Vesela Hristova teaches history at the German Language School in Burgas. Instead of asking her students to memorize boring facts about communism from their history textbooks, she sent them on a mission of discovery—one that involved interviewing relatives, gathering communist memorabilia, and analyzing conflicting views of the communist period in Bulgaria.
To get a grasp of what communist repression was like, the class also simulated a trial against an “enemy of the people,” and for their presentations they wore the uniforms and red neckerchiefs typically worn by communist youth. Their teacher’s goal was for them to “experience the past not only in their minds but also in their hearts and with their hands, as if they themselves had lived it.”
Hristova also applied the “bag method,” which she learned at a Sofia Platform training. Students had to name items in a bag that were not available to people before 1989. The bag method is an extremely effective way to teach history of the recent past in Bulgaria, says Louisa Slavkova, Sofia Platform’s executive director. This is because it lets young people compare their own lives with those of teenagers in the past and decide whether they could live without certain freedoms such as the ability to choose what to wear at school or whether to have a mobile phone and the freedom to travel abroad or speak out against a government decision they find unfair.
Teens are often shocked to learn that, before 1989, people weren’t allowed to express dissatisfaction publicly. Not only that—disagreement was extremely dangerous. There were rules on physical appearance to follow (long nails were a no-no!), and sometimes shoppers could not find even the most basic of commodities like meat, shoes, and toilet paper. To travel abroad, you needed a special permit, which only a tiny minority with close connections to the communist elite was issued.
“A national representative study from 2014 shows that 94 percent of Bulgarian millennials know next to nothing about communism and life before 1989. The little information they have is usually distorted through the lens of personal memory or even nostalgia,” Slavkova says. Students aren’t motivated to study the communist era as it is the last topic in a densely packed high school history curriculum and one that doesn’t even appear on university entrance exams.
Sofia Platform’s mission is to address the lack of objective information on Bulgarian history from 1944 to 1989. Through training sessions, public discussions, school visits, and the publication of teaching guides, the foundation aims to expand students’ knowledge of the communist era and cultivate engaged citizens who won’t repeat the mistakes of the past. With support from the America for Bulgaria Foundation, Sofia Platform has organized over one hundred discussions and workshops across the country over the past five years. In May 2017, it published a collection of historical essays about the communist period and a teacher’s guide focusing on methodology.

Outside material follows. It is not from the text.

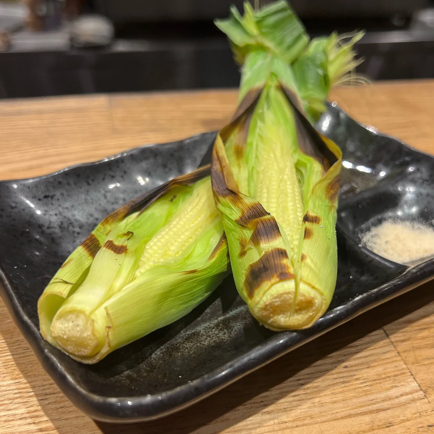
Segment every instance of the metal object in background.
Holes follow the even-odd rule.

Sofia Platform has also organized many meetings between young people and individuals who were repressed by the communist regime. Georgi “Gogo” Saraivanov, who had been a political prisoner for nine years, was one of the foundation’s most cherished partners. He managed to escape to the West but returned to Bulgaria after the fall of communism. Between 2014 and 2016, Gogo visited many schools, where he talked to students and showed them the chain that had bound his arms and legs in prison. He passed away two days before a scheduled meeting with students.
Victims of communism like Gogo may be gone, but we’ll never let them be forgotten, Slavkova says. “Our work with Gogo and other witnesses of communism is an important way to educate young people in Bulgaria and forge the courage to move forward in a country where history divides more than it unites us.”